Los pavos se hinchaban, se erizaban. Dejaron caer las rodelas de sus alas; desplegaron la cola. Las carnosidades de sus cuellos reventaban de sangre; sus fieros ojos tenían cercos azules.
Aquellas cabezas repulsivas tornábanse amarillas, blancas, bermejas, lívidas, verdosas, cual si un cristal prismático les fuera prestando el iris.
¡Oh! Estaban amenazadores, imponentes como locomotoras de plumas. Y pasaban y repasaban estruendosos cerca de los adversarios, vomitando las baladronadas de su canto semejante a un ladrido.
Hubo lucha cruenta.
El advenedizo sucumbió. Huyó a las pitas. Rodearon las gallinas a su macho, que envió al cielo su grito regocijante de victoria. En la paja caída de los almiares escarbaron afanosamente. Y el vencedor gozó de una manceba opulenta en plumaje prieto y sedefio.
Cantó otra vez. Ahora hizo dulce sonar de zampoña. ¡Venció, gozó y cantó en la tarde bella! Olvidaban generosamente al nuevo.
Los pavos, no; los ruines lo echaron de su refugio, lo persiguieron azotándole con sus firmes alas.
Tenían en su saña gesto aborrecible.
La masera sacó una colodra bien mediada de oloroso salvado.
El gallo corneteó avisando a sus hembras.

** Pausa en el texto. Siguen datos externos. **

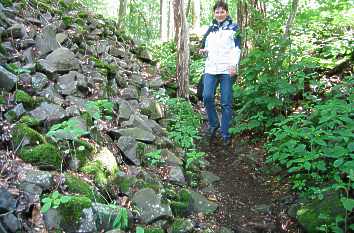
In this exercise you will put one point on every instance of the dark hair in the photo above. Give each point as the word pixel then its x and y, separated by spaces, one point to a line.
pixel 221 4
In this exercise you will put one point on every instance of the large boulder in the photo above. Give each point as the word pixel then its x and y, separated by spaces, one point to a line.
pixel 150 206
pixel 7 79
pixel 60 60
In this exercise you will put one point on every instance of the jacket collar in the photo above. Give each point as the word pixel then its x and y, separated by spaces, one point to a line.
pixel 226 22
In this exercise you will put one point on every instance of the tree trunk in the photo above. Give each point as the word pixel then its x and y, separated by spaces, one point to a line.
pixel 196 14
pixel 248 11
pixel 182 40
pixel 291 18
pixel 171 24
pixel 164 8
pixel 122 12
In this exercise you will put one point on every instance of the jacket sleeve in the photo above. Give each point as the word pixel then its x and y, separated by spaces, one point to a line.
pixel 202 43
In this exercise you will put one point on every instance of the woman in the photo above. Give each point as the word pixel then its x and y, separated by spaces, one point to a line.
pixel 222 45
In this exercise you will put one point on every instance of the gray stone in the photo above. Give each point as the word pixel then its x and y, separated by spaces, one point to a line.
pixel 24 44
pixel 15 113
pixel 46 42
pixel 150 207
pixel 67 83
pixel 128 146
pixel 43 179
pixel 129 93
pixel 61 37
pixel 51 113
pixel 60 60
pixel 17 31
pixel 11 222
pixel 175 175
pixel 125 110
pixel 151 108
pixel 137 133
pixel 199 204
pixel 156 83
pixel 170 158
pixel 7 79
pixel 39 81
pixel 51 94
pixel 7 202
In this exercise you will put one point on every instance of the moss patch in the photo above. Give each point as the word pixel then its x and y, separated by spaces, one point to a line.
pixel 25 133
pixel 153 230
pixel 96 169
pixel 72 210
pixel 181 205
pixel 313 214
pixel 42 155
pixel 29 121
pixel 25 99
pixel 83 151
pixel 77 185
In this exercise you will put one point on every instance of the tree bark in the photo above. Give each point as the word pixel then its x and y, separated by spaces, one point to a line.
pixel 291 18
pixel 182 40
pixel 122 12
pixel 164 8
pixel 247 12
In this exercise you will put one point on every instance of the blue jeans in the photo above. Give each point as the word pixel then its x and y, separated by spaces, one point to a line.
pixel 211 82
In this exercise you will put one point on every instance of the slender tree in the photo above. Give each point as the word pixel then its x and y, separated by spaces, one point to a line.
pixel 164 8
pixel 182 40
pixel 122 10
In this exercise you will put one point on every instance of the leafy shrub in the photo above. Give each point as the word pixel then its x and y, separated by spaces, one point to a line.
pixel 100 109
pixel 54 200
pixel 183 123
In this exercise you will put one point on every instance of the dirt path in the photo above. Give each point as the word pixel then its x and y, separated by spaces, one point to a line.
pixel 249 199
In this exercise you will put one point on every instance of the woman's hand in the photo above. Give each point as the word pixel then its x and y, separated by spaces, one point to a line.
pixel 203 52
pixel 232 71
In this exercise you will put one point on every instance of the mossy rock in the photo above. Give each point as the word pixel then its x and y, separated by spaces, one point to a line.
pixel 26 135
pixel 96 169
pixel 314 213
pixel 181 225
pixel 180 207
pixel 29 121
pixel 151 229
pixel 7 3
pixel 77 185
pixel 24 98
pixel 2 99
pixel 83 151
pixel 44 155
pixel 72 210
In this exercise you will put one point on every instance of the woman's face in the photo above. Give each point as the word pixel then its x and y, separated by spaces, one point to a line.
pixel 220 14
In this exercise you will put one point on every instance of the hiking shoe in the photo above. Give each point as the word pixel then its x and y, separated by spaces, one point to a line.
pixel 213 134
pixel 226 142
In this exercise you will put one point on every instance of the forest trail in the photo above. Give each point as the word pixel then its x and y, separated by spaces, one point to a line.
pixel 250 201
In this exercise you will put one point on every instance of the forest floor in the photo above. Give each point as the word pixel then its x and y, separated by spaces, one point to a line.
pixel 250 200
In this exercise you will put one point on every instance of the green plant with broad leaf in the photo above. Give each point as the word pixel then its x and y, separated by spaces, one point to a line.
pixel 54 200
pixel 100 109
pixel 121 220
pixel 183 123
pixel 153 157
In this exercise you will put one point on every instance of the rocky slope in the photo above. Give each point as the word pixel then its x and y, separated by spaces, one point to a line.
pixel 84 146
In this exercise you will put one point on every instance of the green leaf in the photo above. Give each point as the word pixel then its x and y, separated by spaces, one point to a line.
pixel 338 162
pixel 139 229
pixel 46 207
pixel 55 195
pixel 348 203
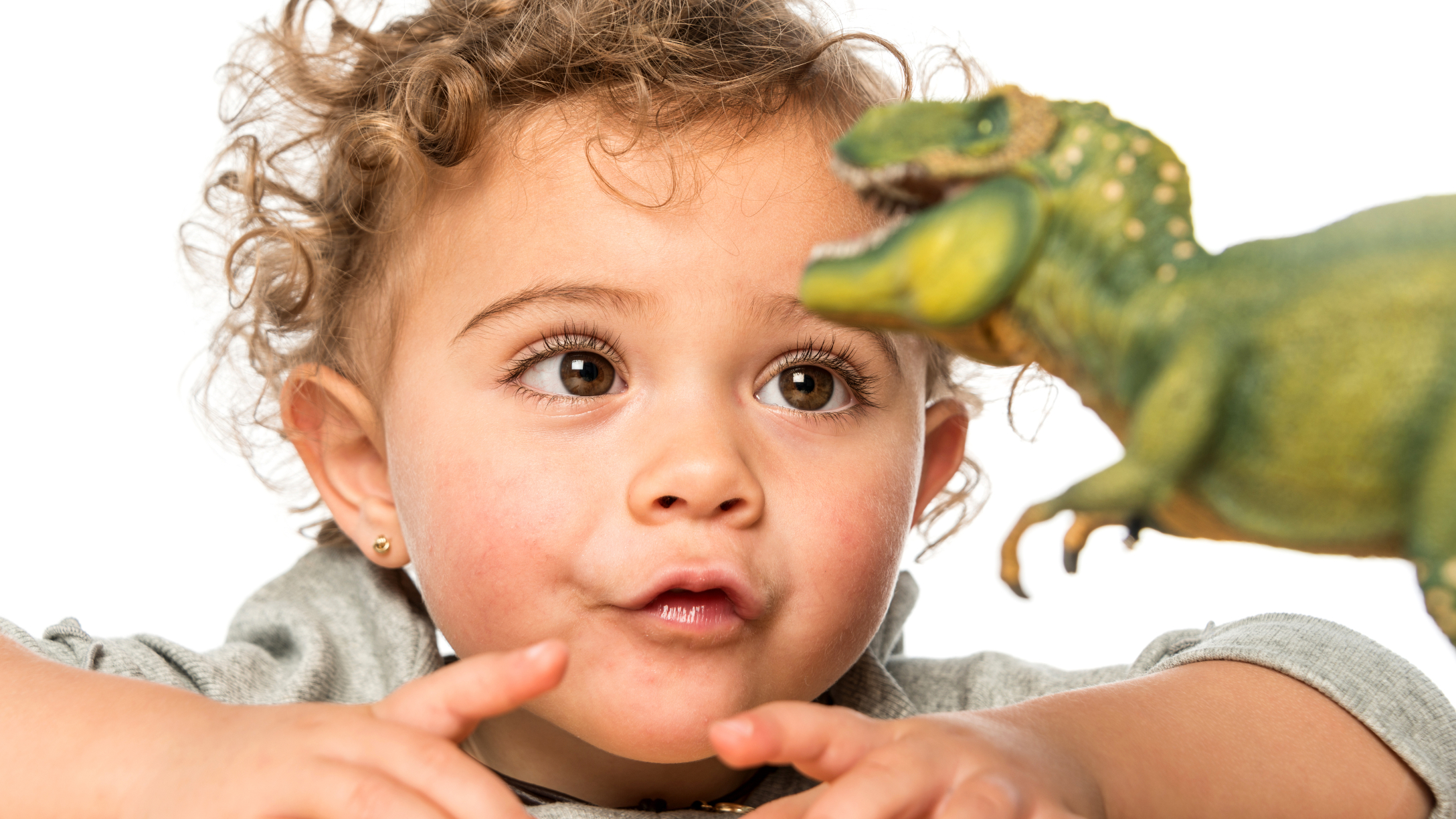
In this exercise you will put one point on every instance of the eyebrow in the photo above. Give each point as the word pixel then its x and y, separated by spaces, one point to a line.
pixel 558 295
pixel 791 310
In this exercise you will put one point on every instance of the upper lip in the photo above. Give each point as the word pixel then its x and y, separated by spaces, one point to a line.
pixel 747 602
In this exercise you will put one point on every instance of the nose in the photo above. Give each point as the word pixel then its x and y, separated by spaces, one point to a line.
pixel 697 474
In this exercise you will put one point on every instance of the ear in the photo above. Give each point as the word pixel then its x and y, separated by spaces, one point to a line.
pixel 945 424
pixel 340 439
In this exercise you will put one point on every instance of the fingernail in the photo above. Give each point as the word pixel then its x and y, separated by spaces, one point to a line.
pixel 735 727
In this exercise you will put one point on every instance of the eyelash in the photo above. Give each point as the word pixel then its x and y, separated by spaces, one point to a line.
pixel 812 351
pixel 826 355
pixel 568 340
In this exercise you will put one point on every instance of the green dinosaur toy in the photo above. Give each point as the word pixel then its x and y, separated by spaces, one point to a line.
pixel 1297 392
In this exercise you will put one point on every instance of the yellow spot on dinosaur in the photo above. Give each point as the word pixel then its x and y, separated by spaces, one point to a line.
pixel 1439 602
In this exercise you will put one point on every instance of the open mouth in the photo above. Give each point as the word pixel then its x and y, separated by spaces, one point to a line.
pixel 693 610
pixel 900 191
pixel 896 189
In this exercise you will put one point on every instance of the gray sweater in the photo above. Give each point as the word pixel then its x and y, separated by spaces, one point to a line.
pixel 338 628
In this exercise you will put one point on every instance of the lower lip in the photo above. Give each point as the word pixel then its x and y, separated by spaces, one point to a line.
pixel 693 611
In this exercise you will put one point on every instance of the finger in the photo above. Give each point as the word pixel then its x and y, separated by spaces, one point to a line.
pixel 450 701
pixel 437 770
pixel 820 741
pixel 889 783
pixel 983 798
pixel 791 806
pixel 337 790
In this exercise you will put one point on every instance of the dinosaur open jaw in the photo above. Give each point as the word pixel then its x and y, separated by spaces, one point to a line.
pixel 899 191
pixel 861 244
pixel 906 187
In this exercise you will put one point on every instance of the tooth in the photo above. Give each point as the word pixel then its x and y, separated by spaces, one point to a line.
pixel 861 244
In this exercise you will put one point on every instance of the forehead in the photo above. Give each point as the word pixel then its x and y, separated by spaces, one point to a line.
pixel 552 207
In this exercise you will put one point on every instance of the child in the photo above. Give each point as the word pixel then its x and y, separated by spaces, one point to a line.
pixel 520 277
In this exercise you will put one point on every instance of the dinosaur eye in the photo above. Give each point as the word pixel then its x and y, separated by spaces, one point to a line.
pixel 807 388
pixel 581 373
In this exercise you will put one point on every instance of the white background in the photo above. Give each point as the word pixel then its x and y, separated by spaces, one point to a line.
pixel 121 511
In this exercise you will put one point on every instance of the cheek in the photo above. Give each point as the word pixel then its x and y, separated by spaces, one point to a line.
pixel 491 523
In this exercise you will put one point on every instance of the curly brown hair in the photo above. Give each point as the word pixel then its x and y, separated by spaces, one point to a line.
pixel 337 132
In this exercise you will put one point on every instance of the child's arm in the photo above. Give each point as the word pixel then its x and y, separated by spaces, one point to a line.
pixel 82 743
pixel 1207 739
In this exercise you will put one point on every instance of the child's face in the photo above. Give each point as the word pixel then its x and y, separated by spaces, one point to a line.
pixel 616 426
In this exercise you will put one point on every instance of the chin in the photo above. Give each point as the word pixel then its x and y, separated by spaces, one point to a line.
pixel 650 723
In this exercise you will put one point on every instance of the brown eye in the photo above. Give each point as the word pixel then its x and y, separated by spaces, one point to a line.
pixel 580 373
pixel 807 387
pixel 585 373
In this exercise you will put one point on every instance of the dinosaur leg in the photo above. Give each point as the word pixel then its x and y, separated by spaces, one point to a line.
pixel 1084 525
pixel 1171 428
pixel 1433 529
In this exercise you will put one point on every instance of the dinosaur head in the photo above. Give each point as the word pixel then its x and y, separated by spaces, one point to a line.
pixel 966 226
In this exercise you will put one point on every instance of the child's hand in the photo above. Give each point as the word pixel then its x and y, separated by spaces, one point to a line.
pixel 951 765
pixel 86 743
pixel 396 758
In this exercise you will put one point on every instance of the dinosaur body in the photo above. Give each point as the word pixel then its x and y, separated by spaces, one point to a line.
pixel 1297 392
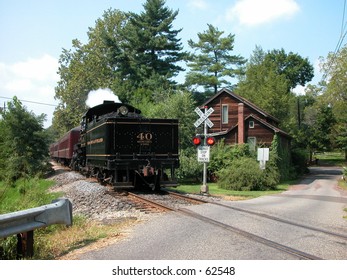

Acudieron también los perseguidores pisándose, atropellándose.
El vencido miraba, desde lejos, el espeso averío que rodeaba la vasija, entre cacareos jubilosos y picotazos de envidia.
Dió un paso tímido, indeciso, otro largo, temerario.
Se arrepintió. Tendió el cuello. ¡Quizás rio le advirtieran!
Tenía hambre. Y el pobre hidalgo, con la calza izquierda de plumas caída; acribillado el mustió sombrero de su cresta, en otro tiempo airosa, se fue acercando medroso y humilde a los alegres.
Cometió la torpeza de tropezar con una gallina bajita, atrabiliaria. "¡Ay! Usted perdone", pareció decirle el menesteroso. Ella le contestó con acritud y le arrancó y se llevó en su pico un cono del más suave plumón. Pidió un lugarcito a otra, flaca, gris, descolorida, que le arañó con una pata escamosa.
Al fin, bajo los cálidos corpezuelos de otras hembras, pudó gustar la blanda y regaladora masa pisoteada, de cuando en cuando, por el triunfador. Pero una pava blanca, alta, enjuta, remilgada, que recordaba la figura de una aya inglesa, lo denunció con frialdad aterradora. Y otra vez los pavos lo acometieron con sus picos costrosos de salvado.
El mísero comió solo, servido en una teja forrada de verdín que Sigüenza arrancó del sombrajo.
Y al acabar el crepúsculo, cuando toda la bandada disputábase, entre las paredes de adobes, rama o travesaño para pasar la noche, el labriego acomodó al hidalgo en lo más discreto del cobertizo. Pero apenas hubo salido el hombre movióse tumultuario aleteo; prodújose confusión de quejas, protestas, amenazas, zumbas, risas, gritos... y el advenedizo apareció, huído, espantado, lastimoso, entreabierto el pico, colgantes las alas, rotas sus plumas más lujosas ...
Desde la era, solo, transido, mirando a la noche, clamó al recuerdo de la mujer tuertaa y pañosa.
...Y a la entrada del sombrajo se apostaron los pavos, inmóviles, inexorables, siniestros como enlutados hombres y como hombres tenaces en su aborrecer, hasta sacrificar su descanso por dañar a sus hermanos.